Andrew Copson of the British Humanist Association, who's also the chair of the Gay and Lesbian Humanist Association (GALHA) presents a profile of what has been a much-misunderstood philosophy in the Guardian's "Comment is Free" slot (with the usual comments from readers).
I rather liked a description of humanism from GALHA's immediate former secretary, Cliff James, who said in a magazine interview earlier this year that it was atheism with values. And I agree with the description given by the veteran humanist Roy Saich: "Humanists are agnostics and atheists who apply reason and goodwill to build happy lives." (You can read more on the Humanists website.)
Copson goes further, of course, since the whole article is about humanism, triggered by the fact that the OCR exam board will now include it in its RE curriculum in schools (see here and here). Copson's article concludes that humanist points of view should be part of the typical RE lesson, alongside the usual ones.
It goes without saying that we at the Pink Triangle Trust welcomed the move, too.

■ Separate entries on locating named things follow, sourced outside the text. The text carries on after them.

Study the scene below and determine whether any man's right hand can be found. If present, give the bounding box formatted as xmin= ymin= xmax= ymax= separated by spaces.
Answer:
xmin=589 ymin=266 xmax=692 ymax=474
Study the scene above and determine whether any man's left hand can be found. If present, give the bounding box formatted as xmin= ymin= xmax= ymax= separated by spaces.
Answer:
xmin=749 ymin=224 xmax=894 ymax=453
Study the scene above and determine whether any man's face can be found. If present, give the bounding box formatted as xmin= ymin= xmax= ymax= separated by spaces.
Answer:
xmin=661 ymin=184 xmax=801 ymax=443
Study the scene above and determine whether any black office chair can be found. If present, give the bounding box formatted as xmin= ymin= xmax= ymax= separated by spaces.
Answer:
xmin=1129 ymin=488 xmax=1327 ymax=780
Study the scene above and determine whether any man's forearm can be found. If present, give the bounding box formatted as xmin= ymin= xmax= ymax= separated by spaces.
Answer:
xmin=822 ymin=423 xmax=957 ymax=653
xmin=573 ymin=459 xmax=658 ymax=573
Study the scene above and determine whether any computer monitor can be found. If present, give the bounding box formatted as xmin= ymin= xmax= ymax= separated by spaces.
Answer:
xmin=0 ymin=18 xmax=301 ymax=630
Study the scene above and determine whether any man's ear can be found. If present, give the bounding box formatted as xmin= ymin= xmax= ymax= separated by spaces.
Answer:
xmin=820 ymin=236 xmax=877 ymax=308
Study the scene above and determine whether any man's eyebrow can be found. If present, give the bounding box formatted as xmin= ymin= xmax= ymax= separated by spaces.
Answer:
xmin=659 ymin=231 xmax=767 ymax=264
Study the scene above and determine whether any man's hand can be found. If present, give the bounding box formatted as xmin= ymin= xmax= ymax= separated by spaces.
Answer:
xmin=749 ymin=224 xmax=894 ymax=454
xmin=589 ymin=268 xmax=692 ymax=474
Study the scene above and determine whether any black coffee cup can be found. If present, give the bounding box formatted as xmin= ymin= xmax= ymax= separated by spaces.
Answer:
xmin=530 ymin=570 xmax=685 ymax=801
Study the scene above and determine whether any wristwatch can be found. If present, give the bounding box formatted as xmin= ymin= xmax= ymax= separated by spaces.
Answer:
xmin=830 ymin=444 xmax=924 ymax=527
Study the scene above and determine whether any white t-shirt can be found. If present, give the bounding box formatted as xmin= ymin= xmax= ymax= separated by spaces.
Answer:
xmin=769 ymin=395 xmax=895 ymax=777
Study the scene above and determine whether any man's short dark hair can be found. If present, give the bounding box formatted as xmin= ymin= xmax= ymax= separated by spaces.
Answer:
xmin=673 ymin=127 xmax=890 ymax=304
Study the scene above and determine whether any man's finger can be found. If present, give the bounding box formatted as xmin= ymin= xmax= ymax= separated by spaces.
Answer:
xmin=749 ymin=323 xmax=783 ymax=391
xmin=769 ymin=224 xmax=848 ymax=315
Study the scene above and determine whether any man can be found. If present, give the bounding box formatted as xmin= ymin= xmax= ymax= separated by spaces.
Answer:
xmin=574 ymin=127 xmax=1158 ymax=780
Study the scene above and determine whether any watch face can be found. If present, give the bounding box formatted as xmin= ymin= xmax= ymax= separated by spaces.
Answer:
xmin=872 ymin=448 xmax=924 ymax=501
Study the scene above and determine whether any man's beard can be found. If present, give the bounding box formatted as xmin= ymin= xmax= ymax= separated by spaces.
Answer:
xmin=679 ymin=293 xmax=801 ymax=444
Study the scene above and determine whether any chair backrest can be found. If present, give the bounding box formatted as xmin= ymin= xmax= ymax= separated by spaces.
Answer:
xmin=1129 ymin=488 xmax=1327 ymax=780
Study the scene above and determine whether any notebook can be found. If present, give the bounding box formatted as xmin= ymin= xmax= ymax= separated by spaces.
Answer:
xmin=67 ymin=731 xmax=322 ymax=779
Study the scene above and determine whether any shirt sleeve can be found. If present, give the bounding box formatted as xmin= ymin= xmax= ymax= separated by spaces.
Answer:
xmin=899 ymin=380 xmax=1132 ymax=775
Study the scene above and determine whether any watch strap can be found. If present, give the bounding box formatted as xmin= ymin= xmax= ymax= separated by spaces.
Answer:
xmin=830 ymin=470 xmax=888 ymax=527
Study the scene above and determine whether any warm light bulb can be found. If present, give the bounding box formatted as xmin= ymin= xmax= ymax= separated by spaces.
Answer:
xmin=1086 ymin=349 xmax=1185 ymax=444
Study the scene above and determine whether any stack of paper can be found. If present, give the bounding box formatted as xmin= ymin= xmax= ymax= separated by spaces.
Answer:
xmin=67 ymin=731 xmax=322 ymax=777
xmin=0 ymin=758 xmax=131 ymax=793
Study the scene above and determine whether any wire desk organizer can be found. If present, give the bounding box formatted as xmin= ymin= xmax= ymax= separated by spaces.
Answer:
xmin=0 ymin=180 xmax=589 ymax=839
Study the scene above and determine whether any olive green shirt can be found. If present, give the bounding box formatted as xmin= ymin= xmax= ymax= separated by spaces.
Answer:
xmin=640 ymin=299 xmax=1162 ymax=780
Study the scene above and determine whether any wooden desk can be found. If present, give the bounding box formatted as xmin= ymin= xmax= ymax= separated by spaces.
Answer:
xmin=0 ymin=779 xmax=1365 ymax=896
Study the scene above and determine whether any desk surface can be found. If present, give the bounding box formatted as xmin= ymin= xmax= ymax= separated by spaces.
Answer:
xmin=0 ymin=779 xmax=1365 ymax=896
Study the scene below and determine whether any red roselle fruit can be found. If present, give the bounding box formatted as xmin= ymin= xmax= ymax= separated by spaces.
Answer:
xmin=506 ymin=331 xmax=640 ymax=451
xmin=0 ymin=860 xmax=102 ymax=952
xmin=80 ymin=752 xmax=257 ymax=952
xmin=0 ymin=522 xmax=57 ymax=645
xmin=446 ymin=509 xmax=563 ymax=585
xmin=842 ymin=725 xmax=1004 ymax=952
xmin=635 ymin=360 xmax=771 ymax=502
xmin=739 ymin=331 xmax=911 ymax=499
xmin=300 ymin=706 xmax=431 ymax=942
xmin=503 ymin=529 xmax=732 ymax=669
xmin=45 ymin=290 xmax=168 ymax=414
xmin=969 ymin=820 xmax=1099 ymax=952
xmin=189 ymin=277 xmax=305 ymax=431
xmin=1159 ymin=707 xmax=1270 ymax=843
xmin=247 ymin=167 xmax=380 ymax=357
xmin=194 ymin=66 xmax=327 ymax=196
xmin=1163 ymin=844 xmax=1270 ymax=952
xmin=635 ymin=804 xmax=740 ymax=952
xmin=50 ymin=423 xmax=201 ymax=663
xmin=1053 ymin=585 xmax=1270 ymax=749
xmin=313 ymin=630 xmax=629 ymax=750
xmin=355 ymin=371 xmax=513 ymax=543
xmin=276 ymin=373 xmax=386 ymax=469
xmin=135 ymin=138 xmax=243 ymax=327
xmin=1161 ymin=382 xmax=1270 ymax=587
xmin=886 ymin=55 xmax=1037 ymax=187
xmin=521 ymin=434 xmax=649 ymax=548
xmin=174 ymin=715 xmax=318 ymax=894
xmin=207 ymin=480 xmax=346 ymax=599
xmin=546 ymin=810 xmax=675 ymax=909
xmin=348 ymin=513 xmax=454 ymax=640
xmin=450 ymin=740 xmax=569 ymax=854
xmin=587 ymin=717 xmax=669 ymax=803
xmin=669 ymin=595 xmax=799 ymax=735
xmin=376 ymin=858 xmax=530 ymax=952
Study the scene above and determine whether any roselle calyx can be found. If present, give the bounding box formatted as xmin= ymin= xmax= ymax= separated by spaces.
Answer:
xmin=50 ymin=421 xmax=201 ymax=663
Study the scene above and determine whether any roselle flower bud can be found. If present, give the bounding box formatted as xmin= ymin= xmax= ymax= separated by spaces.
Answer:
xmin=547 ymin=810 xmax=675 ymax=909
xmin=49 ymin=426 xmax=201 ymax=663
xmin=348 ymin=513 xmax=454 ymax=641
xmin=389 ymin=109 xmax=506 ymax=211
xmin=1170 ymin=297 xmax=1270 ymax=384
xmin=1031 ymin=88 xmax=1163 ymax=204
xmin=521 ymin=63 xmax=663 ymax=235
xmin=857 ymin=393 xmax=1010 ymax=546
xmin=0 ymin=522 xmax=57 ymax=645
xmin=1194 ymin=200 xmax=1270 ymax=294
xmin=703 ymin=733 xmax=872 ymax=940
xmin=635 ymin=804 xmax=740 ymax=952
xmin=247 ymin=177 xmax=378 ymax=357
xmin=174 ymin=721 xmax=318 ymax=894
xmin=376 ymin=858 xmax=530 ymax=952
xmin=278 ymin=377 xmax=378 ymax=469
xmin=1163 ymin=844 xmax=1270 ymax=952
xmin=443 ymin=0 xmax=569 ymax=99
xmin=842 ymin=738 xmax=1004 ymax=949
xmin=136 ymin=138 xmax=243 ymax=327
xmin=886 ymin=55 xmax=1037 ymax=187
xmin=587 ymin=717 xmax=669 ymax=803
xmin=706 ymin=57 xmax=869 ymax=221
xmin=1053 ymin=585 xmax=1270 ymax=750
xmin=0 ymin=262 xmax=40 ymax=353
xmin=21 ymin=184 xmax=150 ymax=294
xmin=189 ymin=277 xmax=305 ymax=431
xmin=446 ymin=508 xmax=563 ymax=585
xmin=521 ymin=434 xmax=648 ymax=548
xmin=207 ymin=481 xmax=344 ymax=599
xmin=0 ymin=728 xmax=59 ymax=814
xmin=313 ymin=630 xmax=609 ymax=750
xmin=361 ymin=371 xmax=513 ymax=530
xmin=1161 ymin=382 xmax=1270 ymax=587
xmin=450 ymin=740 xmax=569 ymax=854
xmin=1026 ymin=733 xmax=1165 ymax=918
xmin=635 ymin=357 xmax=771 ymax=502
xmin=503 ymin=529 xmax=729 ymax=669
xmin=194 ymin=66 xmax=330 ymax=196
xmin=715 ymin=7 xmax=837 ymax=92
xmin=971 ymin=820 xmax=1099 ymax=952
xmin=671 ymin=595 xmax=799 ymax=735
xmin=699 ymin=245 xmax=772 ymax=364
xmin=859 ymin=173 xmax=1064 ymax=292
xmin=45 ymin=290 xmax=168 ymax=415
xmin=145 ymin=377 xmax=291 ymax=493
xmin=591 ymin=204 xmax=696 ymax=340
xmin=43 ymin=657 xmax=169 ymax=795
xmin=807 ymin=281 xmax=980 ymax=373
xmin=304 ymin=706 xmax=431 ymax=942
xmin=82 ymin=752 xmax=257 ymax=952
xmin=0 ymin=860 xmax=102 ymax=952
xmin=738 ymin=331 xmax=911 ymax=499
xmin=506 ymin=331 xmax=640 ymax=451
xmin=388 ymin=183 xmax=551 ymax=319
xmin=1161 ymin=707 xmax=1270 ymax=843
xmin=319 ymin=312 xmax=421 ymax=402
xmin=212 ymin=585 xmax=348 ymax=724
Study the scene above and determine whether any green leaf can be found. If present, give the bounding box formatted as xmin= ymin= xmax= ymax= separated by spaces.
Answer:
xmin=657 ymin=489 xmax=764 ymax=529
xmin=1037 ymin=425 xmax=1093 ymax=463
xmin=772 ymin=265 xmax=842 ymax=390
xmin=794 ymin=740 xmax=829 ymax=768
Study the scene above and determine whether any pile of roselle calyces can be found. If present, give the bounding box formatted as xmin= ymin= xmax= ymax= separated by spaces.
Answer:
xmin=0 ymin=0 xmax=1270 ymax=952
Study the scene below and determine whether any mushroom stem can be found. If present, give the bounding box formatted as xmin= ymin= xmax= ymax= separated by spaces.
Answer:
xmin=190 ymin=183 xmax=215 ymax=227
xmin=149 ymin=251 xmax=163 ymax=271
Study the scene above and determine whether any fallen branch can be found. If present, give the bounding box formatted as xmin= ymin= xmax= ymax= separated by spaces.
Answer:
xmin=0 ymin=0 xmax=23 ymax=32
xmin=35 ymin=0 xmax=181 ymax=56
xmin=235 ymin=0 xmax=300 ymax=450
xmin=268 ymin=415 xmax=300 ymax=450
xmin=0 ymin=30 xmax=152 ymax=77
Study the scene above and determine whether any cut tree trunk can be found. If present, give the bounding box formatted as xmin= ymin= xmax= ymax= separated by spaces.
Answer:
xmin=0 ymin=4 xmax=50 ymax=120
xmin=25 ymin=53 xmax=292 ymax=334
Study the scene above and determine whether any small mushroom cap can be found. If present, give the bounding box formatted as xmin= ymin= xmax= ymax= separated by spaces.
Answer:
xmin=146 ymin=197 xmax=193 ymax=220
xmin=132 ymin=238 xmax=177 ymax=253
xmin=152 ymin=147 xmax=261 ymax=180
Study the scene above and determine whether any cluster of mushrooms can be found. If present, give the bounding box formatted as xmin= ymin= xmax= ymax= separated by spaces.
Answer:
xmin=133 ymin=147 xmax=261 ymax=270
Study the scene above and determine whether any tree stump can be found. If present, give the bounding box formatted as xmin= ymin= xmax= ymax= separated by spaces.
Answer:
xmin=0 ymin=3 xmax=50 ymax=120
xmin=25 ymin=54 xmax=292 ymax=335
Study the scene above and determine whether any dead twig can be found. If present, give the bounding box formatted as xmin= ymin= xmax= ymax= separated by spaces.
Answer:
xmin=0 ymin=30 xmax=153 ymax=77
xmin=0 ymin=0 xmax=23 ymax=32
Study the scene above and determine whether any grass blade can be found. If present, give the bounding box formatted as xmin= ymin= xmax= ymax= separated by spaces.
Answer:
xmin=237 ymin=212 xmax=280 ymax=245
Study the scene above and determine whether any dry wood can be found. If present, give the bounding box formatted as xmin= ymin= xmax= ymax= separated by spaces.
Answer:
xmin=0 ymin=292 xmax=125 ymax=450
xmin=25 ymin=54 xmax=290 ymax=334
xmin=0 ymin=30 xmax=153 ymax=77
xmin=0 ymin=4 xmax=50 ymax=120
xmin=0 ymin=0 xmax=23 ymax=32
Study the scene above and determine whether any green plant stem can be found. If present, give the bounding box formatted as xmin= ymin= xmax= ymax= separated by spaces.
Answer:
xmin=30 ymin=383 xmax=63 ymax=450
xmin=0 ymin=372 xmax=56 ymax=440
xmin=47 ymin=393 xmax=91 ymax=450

What strikes me is how lazy journalists have treated humanism in the past. Copson talks of how the Observer had the headline "Children to study atheism in schools" back in 2004 when the idea of including humanism was mooted. The Sun (but, then, I'd expect nothing less from the Sun) had "Schools are told to teach atheism" (as if atheism could be taught, since it's just a lack of belief in deities, the default belief system (i.e. no beliefs) that a child has when it emerges from the womb).
Interestingly – ironically, perhaps – Copson's article is also labelled as being part of the Guardian's "Face to Faith" section, which is subtitled "a weekly walk on the spiritual side".
And we should be clear that, in talking of humanism, Copson is, we assume, talking mainly of secular humanism. As one reader's comment points out, "[T]here are about twenty kinds of humanism, and lots of them are religious."
This comment goes on, "If I was teaching it, I'd start with Renaissance Humanism, and go from there. I think it's important to let kids know that believing in God doesn't disqualify them from humanism or secularism."
True, but it probably gives them a predisposition to ignore rational thought in favour of beliefs based on thousands-year-old scriptures, on certainties and on beliefs that not believing in these things makes one inferior – especially if one's sexuality doesn't quite come up to the religionist's ideal.